Emerging the other side, the remainder of the voyage went even more quickly. The weather was deteriorating and I was glad to be in Littlehampton.
'Sail on silver girl Sail on by Your time has come to shine All your dreams are on their way See how they shine'
Paul Simon, 1970
A note on the tides in the River Arun
The River Arun is tidal for over twenty miles from the coast, with a drop of only about 16 feet. The tides run fast, up to about five knots, so you have to be careful to avoid going against it in places.

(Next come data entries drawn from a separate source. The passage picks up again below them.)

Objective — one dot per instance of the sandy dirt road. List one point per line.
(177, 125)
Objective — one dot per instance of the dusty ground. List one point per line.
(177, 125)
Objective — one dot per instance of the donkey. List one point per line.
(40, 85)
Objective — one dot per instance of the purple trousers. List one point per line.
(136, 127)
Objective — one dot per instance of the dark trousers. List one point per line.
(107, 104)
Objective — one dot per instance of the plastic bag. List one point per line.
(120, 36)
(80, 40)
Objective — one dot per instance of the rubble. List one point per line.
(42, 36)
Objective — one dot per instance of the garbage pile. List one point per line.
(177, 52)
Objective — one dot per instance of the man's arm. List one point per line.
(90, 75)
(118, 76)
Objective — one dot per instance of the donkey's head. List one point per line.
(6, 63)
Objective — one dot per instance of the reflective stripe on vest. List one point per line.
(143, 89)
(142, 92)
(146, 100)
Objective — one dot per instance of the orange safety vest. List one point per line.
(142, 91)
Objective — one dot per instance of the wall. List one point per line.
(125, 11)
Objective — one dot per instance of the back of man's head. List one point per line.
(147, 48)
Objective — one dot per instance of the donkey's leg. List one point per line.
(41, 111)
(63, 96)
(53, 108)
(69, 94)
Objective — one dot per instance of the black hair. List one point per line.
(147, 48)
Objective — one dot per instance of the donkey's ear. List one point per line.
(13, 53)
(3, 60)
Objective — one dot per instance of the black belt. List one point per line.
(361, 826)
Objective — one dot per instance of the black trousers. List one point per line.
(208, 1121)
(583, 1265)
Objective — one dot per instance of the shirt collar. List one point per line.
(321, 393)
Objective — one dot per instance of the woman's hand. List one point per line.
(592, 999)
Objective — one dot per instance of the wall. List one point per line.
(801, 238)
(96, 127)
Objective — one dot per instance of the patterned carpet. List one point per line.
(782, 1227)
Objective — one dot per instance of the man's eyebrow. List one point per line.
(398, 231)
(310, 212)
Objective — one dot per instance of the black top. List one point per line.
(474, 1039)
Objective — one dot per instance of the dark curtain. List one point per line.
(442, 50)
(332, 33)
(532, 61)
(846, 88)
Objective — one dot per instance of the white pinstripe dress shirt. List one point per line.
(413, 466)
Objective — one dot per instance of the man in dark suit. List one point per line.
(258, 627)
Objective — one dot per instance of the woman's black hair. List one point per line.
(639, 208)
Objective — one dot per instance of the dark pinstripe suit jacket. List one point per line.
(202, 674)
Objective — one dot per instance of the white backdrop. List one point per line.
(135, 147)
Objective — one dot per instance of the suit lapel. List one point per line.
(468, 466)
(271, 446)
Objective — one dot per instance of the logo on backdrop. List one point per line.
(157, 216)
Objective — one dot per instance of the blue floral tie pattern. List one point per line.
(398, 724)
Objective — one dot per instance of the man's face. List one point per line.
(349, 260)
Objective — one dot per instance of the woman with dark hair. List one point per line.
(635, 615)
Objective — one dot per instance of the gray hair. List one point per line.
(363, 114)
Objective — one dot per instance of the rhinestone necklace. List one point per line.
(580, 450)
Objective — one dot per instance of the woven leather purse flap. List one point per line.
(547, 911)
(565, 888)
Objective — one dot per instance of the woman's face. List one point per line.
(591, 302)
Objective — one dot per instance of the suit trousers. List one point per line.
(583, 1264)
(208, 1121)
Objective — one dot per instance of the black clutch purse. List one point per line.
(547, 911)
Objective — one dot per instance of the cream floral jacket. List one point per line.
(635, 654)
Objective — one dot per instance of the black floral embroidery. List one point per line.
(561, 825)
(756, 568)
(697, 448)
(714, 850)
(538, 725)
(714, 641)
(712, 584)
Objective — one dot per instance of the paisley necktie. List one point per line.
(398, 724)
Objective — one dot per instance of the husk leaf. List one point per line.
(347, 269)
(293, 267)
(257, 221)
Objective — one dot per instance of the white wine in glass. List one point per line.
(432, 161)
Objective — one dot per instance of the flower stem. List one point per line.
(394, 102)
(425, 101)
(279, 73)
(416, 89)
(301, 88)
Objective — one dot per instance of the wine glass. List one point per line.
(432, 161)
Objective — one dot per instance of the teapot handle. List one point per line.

Height map of the River Arun surrounding geography, showing also the gap in the South Downs, letting the river through
The tides need careful consideration. An incoming tide takes a while to reach inland. For this reason high tide becomes later and later further up the river, such that high tide is four hours later in Pulborough than Littlehampton.
I set off from Pulborough well before high tide, stemming the tide as I rowed downstream. However, a mitigating factor was that further up the river there was less tide. After a while the tide turned and accelerated all the way until I reached Littlehampton.
Another aspect to watch is the way the tide accelerates as the river narrows, particularly when going through bridges, as in the video above.
Astute post readers will realise that PicoMicroYacht has been left stranded as I have taken the land route along the remains of the Wey and Arun Canal as part of the London's Lost Route to the Sea Journey. I had reached, or had been landlocked, at Loxwood.
The best part of the canal is at Loxwood, where this stretch is lovingly resorted and navigable for three miles. However, on this occasion PicoMicroYacht could not get launched since I did not have the special permission to navigate the locks.
Two centuries ago the canal made Loxwood prosperous and now the canal provides pleasure to many in the form of boating experiences. What better way to enjoy an afternoon but be ferried along the canal in one of the fleet owned by the Wey and Arun Canal Trust? I introduce:
Zachariah Keppel:
Wiggonholt:
Or perhaps Josiah Jessop taken over by Pirates for one of the Trust's events:
Leaving Loxwood, I set off for Pulborough where I could be reunited with PicoMicroYacht and row down the Arun River to the sea.
In between there was the beautiful Sussex countryside.
It was time to move on from Shamley Green. As I went onward along the tracks, between the yellow green grass I would see glimpses of the canal.
I passed where the canal opened up into pool in the middle of a wood, providing a turning place.
Eventually I reached the place where the canal remnants pass through Sidney Wood, on the Surrey and Sussex border, where canal's watershed exists.
Old map showing in the centre Sidney Wood, with the Wey and Arun Canal winding through the wood to reach Loxwood.
The woods yield a rich history, including the lives of the charcoal burners and the glassblowers who used their charcoal. The glassblowing is reputed to have started in Roman times and continued until the 1600s. Sand was brought from Hambledon, and ash for flux was obtained from bracken and lime was imported. Until comparatively recently, fragments of fireproof crucibless used as furnaces could be found in the woods.
Smuggling occurred in the 18th and early 19th century in which the ruins of the glasshouses were used to store smuggled goods.
The tradition of glass work lingers on, and, on another occasion, I was able to buy a beautiful vase made nearby at the Smithbrook Kilns.
The track took me into the woodland and inevitably I got lost. I continued to follow the track, the direction of the sun telling me that I was at least going roughly south.
I kept going in hope that something would turn up, but time was moving on and I was becoming more disorientated. Eventually I had to admit I was lost.
Just as this thought occurred I looked to the left and saw through the undergrowth the canal - I had found again London's Lost Route to the Sea.
It stretched out in a south easterly direction, guiding me. The mossy banks of the canal led me onward between trees towards my destination.